Aujourd’hui, c’est bien parce que l’ONU est devenue aussi incapable que la SDN que les dictateurs Aliyev et Erdogan ont pu exercer un blocus de plus de 9 mois sur les 120 000 Arméniens du Haut-Karabakh qui furent ensuite victimes d’une épuration ethnique en quelques jours sans qu’aucune autorité internationale ne soit en capacité d’intervenir.

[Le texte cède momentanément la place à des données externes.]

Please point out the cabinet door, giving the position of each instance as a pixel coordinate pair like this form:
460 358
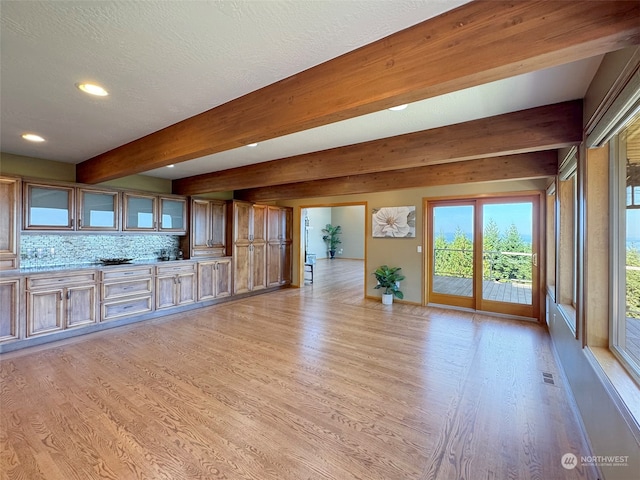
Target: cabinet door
44 311
139 212
173 215
219 227
200 231
223 278
186 292
242 223
258 266
206 280
98 210
259 223
166 291
274 263
48 207
287 267
81 305
9 191
241 270
9 290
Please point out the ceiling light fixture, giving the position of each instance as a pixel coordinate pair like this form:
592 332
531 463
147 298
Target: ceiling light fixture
32 137
92 89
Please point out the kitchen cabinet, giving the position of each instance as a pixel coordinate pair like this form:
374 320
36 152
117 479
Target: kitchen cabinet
10 311
98 210
279 245
49 207
175 284
173 215
214 279
126 291
140 212
152 213
9 222
249 246
61 301
208 230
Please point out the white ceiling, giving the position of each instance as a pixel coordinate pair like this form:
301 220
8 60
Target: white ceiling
164 61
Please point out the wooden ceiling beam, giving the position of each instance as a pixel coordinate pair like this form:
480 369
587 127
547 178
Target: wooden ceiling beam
510 167
541 128
479 42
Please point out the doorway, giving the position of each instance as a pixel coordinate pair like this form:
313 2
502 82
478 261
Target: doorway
482 254
351 218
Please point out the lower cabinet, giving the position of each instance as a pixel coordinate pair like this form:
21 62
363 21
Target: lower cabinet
126 291
175 285
60 302
9 309
214 279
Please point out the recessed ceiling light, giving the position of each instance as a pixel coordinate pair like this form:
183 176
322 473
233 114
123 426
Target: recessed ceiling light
92 89
32 137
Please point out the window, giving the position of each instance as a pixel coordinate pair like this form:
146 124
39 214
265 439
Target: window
625 188
567 249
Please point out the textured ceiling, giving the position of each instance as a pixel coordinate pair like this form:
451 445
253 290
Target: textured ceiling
164 61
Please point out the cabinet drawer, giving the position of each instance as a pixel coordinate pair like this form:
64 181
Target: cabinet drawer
134 306
176 268
126 272
131 287
83 278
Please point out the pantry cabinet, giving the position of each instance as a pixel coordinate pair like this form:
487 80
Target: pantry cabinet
208 230
249 246
279 245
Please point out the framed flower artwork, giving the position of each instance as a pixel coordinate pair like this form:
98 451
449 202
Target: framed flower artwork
395 222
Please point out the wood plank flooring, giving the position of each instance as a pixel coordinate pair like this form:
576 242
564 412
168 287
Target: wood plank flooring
309 383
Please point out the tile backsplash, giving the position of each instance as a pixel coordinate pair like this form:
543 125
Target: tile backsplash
38 250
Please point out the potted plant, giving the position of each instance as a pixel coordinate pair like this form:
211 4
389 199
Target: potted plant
331 238
389 279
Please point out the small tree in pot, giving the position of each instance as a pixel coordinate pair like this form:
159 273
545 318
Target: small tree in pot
388 278
331 238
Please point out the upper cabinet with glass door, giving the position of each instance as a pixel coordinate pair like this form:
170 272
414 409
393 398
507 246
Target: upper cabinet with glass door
98 210
48 207
140 212
173 215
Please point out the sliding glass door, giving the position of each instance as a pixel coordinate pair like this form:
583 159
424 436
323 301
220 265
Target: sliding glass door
483 254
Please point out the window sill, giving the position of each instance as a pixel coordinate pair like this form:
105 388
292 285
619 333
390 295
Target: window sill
623 389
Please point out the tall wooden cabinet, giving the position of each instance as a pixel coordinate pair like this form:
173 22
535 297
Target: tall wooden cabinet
207 233
279 243
249 246
9 222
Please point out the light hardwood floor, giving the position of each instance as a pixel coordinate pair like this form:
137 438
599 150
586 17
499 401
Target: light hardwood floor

Et toujours, comme en 1914, comme en 1939, nous voyons poindre derrière ces guerres le visage de l’ultra nationalisme et de l’impérialisme, russe en Ukraine, panturc en Arménie. Des empires qui sèment la haine, qui nient la valeur de la vie, des empires qui veulent détruire notre modèle parce qu’il place au centre de nos préoccupations l’homme, son aspiration à la paix, à la liberté, à la justice et au bien-être.
Pour le moment ces empires s’en prennent aux plus fragiles d’entre nous, comme le fit Hitler dans l’entre-deux-guerres, mais ils ne s’arrêteront pas là.
Aussi, cent ans tout juste après le premier allumage de la flamme du souvenir, sachons réécouter son message. Sa fragilité et son histoire nous susurrent que la force sans la justice est une impasse, que la liberté a un prix, que la paix se prépare et qu’elle doit même parfois se gagner.
Saurons-nous être digne de ces sacrifices, à la hauteur des enjeux de notre temps ? Serons-nous capables à notre tour de défendre, dans un monde déjà très obscurci, la flamme de la démocratie, de la liberté et de l’humanité ? Saurons-nous protéger notre extraordinaire héritage commun, celui qui nous permet de faire nation, celui qui fait notre fierté, nos principes de liberté, d’égalité, de fraternité et de laïcité ?
Ce combat aussi est toujours devant nous et il suffit de constater l’explosion des faits antisémites aux quels nous assistons depuis quelques semaines en France et contre lesquels nous serons nombreux à être mobilisés demain partout pour prendre toute la mesure des graves fractures qui traversent notre société. Mais ce combat là aussi, nous saurons le mener, dans l’unité et autour de nos principes républicains.
Mesdames et messieurs, la flamme du souvenir est aussi la flamme de l’espérance et de la résilience. Dans ces moments graves et difficiles, ne l’oublions pas.
Vive la République. Vive la France.
(Seul le prononcé fait foi)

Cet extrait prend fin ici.